Generation → ingestion → storage → transformation → serving. Five stages, always in that order. Every pipeline you ever build is some slice of this lifecycle. That's the whole map.
The five stages, defined
1. Generation
Generation is where data is born, in the source systems — application databases, third-party APIs, event streams, IoT sensors, uploaded files. Crucially, the data engineer usually does not own or control these. You read from them; another team (or another company) decides their schema, their reliability, and when they change. A huge part of the job is dealing gracefully with source systems that change without warning. The source's shape — is it neat rows, or messy JSON? — drives every decision downstream, which is why we devote Relational fundamentals and Chapter 2 to it.
2. Ingestion
Ingestion is getting data out of the source systems and into your platform. This is often the hardest, most failure-prone stage, because it's where your reliable world meets the messy outside one. The central choices here are batch vs streaming (do you pull data in scheduled chunks, or continuously as it arrives?) — the entire subject of Batch vs streaming — and push vs pull (does the source send to you, or do you fetch from it?). Ingestion is also where idempotency earns its keep: networks fail mid-transfer, so an ingestion step must be safe to re-run without creating duplicates. Chapter 6 is dedicated to this stage.
3. Storage
Storage is keeping the data, durably and affordably, in a form the later stages can use. It is not a single decision — storage runs underneath the whole lifecycle (you store raw ingested data, store intermediate transformed data, store the final served tables). The key tensions are cost (object storage is cheap; databases are pricier) and query speed (how data is laid out on disk determines how fast and cheap it is to read — the heart of OLTP vs OLAP and Chapter 2's file formats). Choosing the storage layout is one of the highest-leverage decisions a data engineer makes.
4. Transformation
Transformation is turning raw, stored data into something trustworthy and useful: cleaning bad values, standardizing formats, joining datasets together, aggregating, and modeling it into business-friendly shapes (Chapter 4). This is where raw data becomes a data product. The big architectural question here — ETL vs ELT (transform before loading, or load first and transform inside the warehouse?) — is covered in Batch vs streaming, and the tooling (dbt, the modern data stack) in Chapter 7.
5. Serving
Serving is delivering the transformed data to the people and systems that consume it: analytics (dashboards, reports, ad-hoc SQL), machine learning (features and training data for models), and reverse ETL / data-driven applications (pushing modeled data back into operational tools). Serving is the point of the whole lifecycle — every earlier stage exists to make this one correct, fast, and affordable. If serving is wrong, nothing upstream mattered.
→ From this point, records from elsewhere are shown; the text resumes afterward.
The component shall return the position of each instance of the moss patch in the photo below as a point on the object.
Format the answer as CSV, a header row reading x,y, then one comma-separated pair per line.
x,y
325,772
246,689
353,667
The undercurrents: four concerns that run through every stage
The five stages are the horizontal flow. But four concerns cut vertically through all of them — they aren't a stage you do once; they apply at every stage. These are called the undercurrents, and missing them is what separates a toy pipeline from a production one.
- Security — who can read or change the data, at every stage. Data is a liability as much as an asset; a leak at any stage is a breach. (The customer's side of the shared-responsibility line from the Cloud guide applies directly.)
- Data management — governance, quality, cataloging, and lineage: what data you have, where it came from, whether it's correct, and who's allowed to use it. This is Chapter 11's territory and increasingly a legal requirement (privacy regulations).
- Orchestration — coordinating the stages so they run in the right order, on schedule, with retries when something fails. This is what turns five separate steps into one dependable pipeline (the DAG mental model from the previous lesson). Chapter 8 is dedicated to it.
- Cost — every stage spends money (storage to keep, compute to transform, egress to move). As established in the last lesson, cost is a first-class design constraint, evaluated throughout, not bolted on at the end.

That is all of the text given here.